The new boundaries will be needed soon as construction on the district’s 12th elementary school, James L. Burrell Elementary, is underway. Construction on a 13th elementary school, Hubbard Branch Elementary, is slated to begin in 2023 along with construction on an addition to Southwest Elementary. These projects, funded by the 2022 bond voters passed in May, address growth in the north and south sectors of the almost 200 square miles of Belton ISD where ongoing enrollment growth is making the biggest impact. 

“Since September, we’ve been gathering input and feedback from stakeholders to learn what parameters are most important to our community as we look to redraw attendance boundary lines,” Michael Morgan, assistant superintendent of operations, said. “Our ultimate recommendation to the board is going to be data-driven and reflect the feedback we receive throughout the process.”

Trustees have adopted these parameter as the most important to consider when creating new attendance boundaries:

Growth — Best efforts will be made to plan for future development so that lines do not have to be redrawn between future scheduled campus openings.

Socioeconomic Factors — Consideration will be given to the socioeconomic makeup of each attendance zone.

Neighborhood Unity — Best efforts will be made to keep subdivisions and neighborhoods together.

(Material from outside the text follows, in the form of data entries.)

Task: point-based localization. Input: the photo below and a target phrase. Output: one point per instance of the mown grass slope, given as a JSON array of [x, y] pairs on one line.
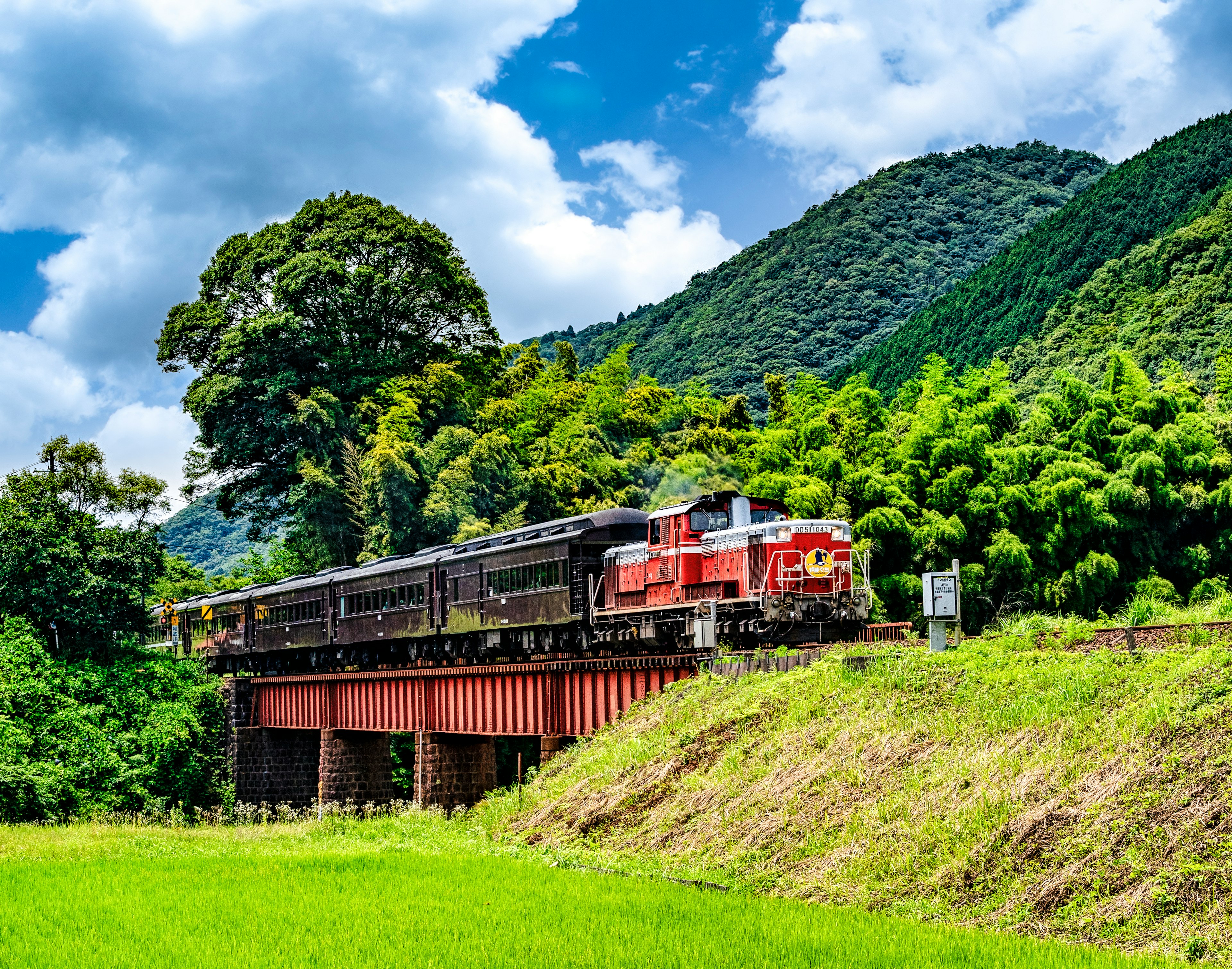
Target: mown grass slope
[[1049, 792]]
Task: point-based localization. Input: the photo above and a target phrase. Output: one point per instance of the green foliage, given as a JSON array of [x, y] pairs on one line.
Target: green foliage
[[294, 327], [1008, 298], [1071, 506], [821, 292], [141, 732], [1166, 306], [60, 565]]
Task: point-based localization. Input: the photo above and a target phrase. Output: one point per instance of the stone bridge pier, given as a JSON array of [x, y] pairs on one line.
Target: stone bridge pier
[[286, 765]]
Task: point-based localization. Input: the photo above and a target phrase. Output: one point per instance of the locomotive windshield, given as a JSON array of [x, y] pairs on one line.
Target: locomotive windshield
[[708, 521]]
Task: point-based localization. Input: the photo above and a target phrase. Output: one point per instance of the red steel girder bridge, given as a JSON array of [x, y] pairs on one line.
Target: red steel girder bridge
[[561, 697]]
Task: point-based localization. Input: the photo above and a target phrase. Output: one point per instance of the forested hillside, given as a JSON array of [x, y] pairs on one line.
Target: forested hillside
[[1007, 300], [206, 539], [1168, 300], [822, 292]]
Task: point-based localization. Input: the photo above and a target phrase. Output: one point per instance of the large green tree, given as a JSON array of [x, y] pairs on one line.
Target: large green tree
[[78, 579], [294, 327]]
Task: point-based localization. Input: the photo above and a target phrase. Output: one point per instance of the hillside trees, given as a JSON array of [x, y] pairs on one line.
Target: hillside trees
[[1007, 300], [1166, 301], [1063, 508], [62, 565], [294, 327], [820, 293]]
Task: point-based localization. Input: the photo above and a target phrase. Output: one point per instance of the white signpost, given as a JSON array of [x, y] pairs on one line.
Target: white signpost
[[943, 606]]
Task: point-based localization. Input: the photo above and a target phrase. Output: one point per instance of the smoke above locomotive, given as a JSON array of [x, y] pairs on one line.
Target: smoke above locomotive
[[616, 582]]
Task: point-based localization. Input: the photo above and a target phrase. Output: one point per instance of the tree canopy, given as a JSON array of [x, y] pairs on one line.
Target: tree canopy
[[62, 565], [293, 328]]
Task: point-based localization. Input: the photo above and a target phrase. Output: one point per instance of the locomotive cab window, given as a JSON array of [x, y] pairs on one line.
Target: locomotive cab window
[[708, 521]]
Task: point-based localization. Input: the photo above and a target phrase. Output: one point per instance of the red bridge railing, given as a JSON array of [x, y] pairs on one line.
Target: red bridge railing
[[885, 632], [567, 697]]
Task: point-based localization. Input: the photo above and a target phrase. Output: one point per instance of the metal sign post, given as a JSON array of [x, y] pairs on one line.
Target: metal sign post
[[942, 606]]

Family Impact — Best efforts will be made to consider the impact that changing attendance zones will have on families.

Feeder Pattern Alignment — Best efforts will be made to keep students together as they move through elementary, middle and high school.

The next step will be for district leaders to start modeling proposed boundaries based on these parameters. They’ll work alongside analysts from Zonda Education, the demographics team the district uses to calculate enrollment projections.

District leaders will seek additional community input in late January on specific boundary options being considered and a transition plan outlining details on a grandfathering clause and addressing students who utilize the district’s Special Programs services.

Administrators plan to bring a final recommendation to the board in February with new boundaries not taking effect until August 2023 at the earliest.